American record label

New Renaissance Records is an American record label founded in 1984 by Ann Boleyn, who also is the lead singer of the group Hellion.

== History ==
New Renaissance Records was created by Ann Boleyn after her band Hellion had a No. 6 record on the British Music Charts (as reported in Sounds and Kerrang!), but was unable to find an American deal. According to a March 1985 interview in Kerrang!, Boleyn sold her car and musical instruments to fund the initial pressings of compilation albums, which featured the earliest commercial recordings of Wehrmacht, Morbid Angel, Artillery, Mayhem, Prong, Sepultura, At War, Savage Grace, and Flotsam and Jetsam.

== Early history ==
By 1985, the demand for heavy metal products resulted in a packaging and distribution offer from Greenworld Distribution to both New Renaissance Records and Roadrunner Records. Therefore, some of the earliest pressings on New Renaissance bear the Greenworld label and feature a catalog number beginning with "GWD." However, by 1986 Greenworld Records Distribution became embroiled in legal problems after the distribution of the Frankenchrist album by the Dead Kennedys. In early 1986 Greenworld went out of business. After that time, the catalog numbers have all begun with "NR."

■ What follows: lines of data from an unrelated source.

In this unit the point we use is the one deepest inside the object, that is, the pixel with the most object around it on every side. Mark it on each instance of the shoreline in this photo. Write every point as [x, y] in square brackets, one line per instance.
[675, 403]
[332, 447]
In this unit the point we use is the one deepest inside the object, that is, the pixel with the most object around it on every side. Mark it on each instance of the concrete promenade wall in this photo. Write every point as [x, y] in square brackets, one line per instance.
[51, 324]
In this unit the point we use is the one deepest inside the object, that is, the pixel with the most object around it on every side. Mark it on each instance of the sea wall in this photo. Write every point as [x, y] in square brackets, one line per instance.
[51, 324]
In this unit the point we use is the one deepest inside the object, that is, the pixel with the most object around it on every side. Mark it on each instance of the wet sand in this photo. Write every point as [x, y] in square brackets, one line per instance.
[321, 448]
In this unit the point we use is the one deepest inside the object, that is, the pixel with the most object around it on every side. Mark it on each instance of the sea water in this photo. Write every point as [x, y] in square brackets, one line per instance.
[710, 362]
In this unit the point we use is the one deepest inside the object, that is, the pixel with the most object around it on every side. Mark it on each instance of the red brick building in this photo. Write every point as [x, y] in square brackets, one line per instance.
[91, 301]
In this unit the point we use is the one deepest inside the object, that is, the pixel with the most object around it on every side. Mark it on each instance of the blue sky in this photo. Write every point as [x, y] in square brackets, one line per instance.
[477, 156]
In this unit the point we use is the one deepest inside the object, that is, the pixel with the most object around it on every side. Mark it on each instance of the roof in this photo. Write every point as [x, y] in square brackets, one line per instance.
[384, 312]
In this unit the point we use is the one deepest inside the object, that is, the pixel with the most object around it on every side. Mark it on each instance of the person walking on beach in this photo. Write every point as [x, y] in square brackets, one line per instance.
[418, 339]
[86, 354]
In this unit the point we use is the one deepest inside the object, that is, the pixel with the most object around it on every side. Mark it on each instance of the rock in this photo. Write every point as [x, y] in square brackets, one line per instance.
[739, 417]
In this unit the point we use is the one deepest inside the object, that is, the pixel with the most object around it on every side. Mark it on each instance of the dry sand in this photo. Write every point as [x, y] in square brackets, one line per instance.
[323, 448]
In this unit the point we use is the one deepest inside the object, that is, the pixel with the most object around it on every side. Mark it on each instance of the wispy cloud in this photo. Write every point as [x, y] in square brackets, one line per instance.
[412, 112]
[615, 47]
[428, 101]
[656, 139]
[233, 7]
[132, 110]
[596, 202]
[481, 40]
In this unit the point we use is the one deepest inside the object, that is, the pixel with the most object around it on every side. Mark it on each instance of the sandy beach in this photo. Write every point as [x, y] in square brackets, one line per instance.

In 1987 Quorthon of Bathory from Stockholm, Sweden visited them for his first ever press campaign in USA.

Signed groups have included Chyld, Rock City Angels (featuring actor Johnny Depp), Wehrmacht, Sepultura, Morbid Angel, Artillery, King Kobra, IronChrist, and Kublai Khan. Other label acts include Wilder (Carmen Wilder), Holocross, Amulance, Blood Feast, Cerebus, Dream Death, Deadly Blessing, Forger featuring Geoff Mega, Genöcide, Medieval, Post Mortem, At War, Savage Grace, Mayhem, Prong, Whiplash, Indestroy, Screamer, and more.

== Current affairs ==
Label founder took time off of the music business to study law, and obtained her license to practice law in December 2007. The label maintains a catalog of over thirty titles which are distributed worldwide.

New Renaissance recording artist At War have returned with a new album Infidel in 2009 that has received critical acclaim and follows up their two New Renaissance titles Ordered to Kill and Retaliatory Strike.

In 2014, New Renaissance Records released a 2-disc anthology, entitled To Hellion And Back, by Hellion. The anthology was followed by Hellion's first release of new music in over a decade, and is entitled Karma's a Bitch.